Innovation funding for 3D-printed ostomy seal set


Monday, 14 February, 2022

Innovation funding for 3D-printed ostomy seal set

Medical technology company Singular Health, in collaboration with national science agency CSIRO, has received a $100,000 funding boost from the Innovative Manufacturing Cooperative Research Centre (IMCRC).

The funding will support development and commercialisation of a personalised 3D-printed ostomy seal set, which acts as a seal between a patient’s abdomen and stoma bag.

The 9-month project, enabled by $538,984 total cash and in-kind contributions from all three organisations, will use CSIRO-developed software to build on Singular Health’s existing 3Dicom Scan to Surgery software, creating a ‘surface scan to model’ extension that will provide the 3D visualisation capability needed to process patient scans and customise the device.

The ostomy seal can then be designed and manufactured to suit each patient’s unique morphology, greatly reducing the risk of leakage, a common issue that compromises the effectiveness of generic devices.

Singular Health Chief Executive Officer Thomas Hanly said that the IMCRC activate funding would enable the company to streamline design and manufacturing processes needed to effectively commercialise the device and thus pave the way for future advancements.

“Currently, manufacturing patient specific medical devices is time-consuming and costly. Singular Health’s Scan to Surgery software, incorporating CSIRO developed software for fast customisation, will transform this workflow, substantially reducing processing time and enabling clinicians to move from scanning to production of the 3D-printed seal in under 60 minutes,” he said.

“This device is just one example of how shorter-term, agile projects continue to play a pivotal role in supporting advancements that deliver significant health and economic benefits for Australians.”
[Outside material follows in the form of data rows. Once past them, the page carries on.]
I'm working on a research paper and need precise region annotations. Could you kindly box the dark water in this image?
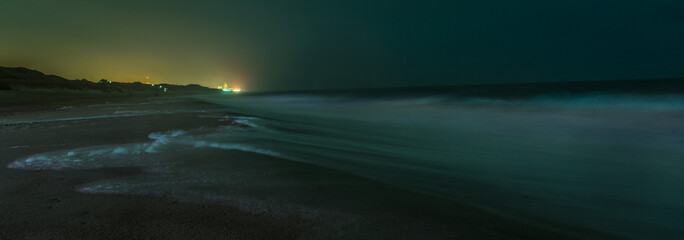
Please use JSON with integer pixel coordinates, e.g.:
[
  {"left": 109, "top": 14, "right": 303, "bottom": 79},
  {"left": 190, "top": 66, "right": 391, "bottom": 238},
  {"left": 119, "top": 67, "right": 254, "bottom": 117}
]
[{"left": 9, "top": 88, "right": 684, "bottom": 239}]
Vu Nguyen, CSIRO Project Lead, said that the project represented a great opportunity for CSIRO to provide the expertise and equipment needed to accelerate the project and create mutually beneficial opportunities.

“By supporting Singular Health to develop the fast, personalised stoma seal design and 3D visualisation capability software, CSIRO continues to demonstrate how digital health innovations can transform patient outcomes.”

David Chuter, IMCRC’s CEO and Managing Director, said that IMCRC was pleased to be co-funding the scaling and commercialisation of the revolutionary medical device, made possible through advances in additive manufacturing processes and biopolymer technologies.

“The customised ostomy seal is a perfect example of Australian innovation solving a niche but very real problem, and the upcoming project is a testament to the importance of industry and research organisations uniting to drive real-world outcomes,” he said.

Image caption: Render of ostomy seal. Source: Singular Health.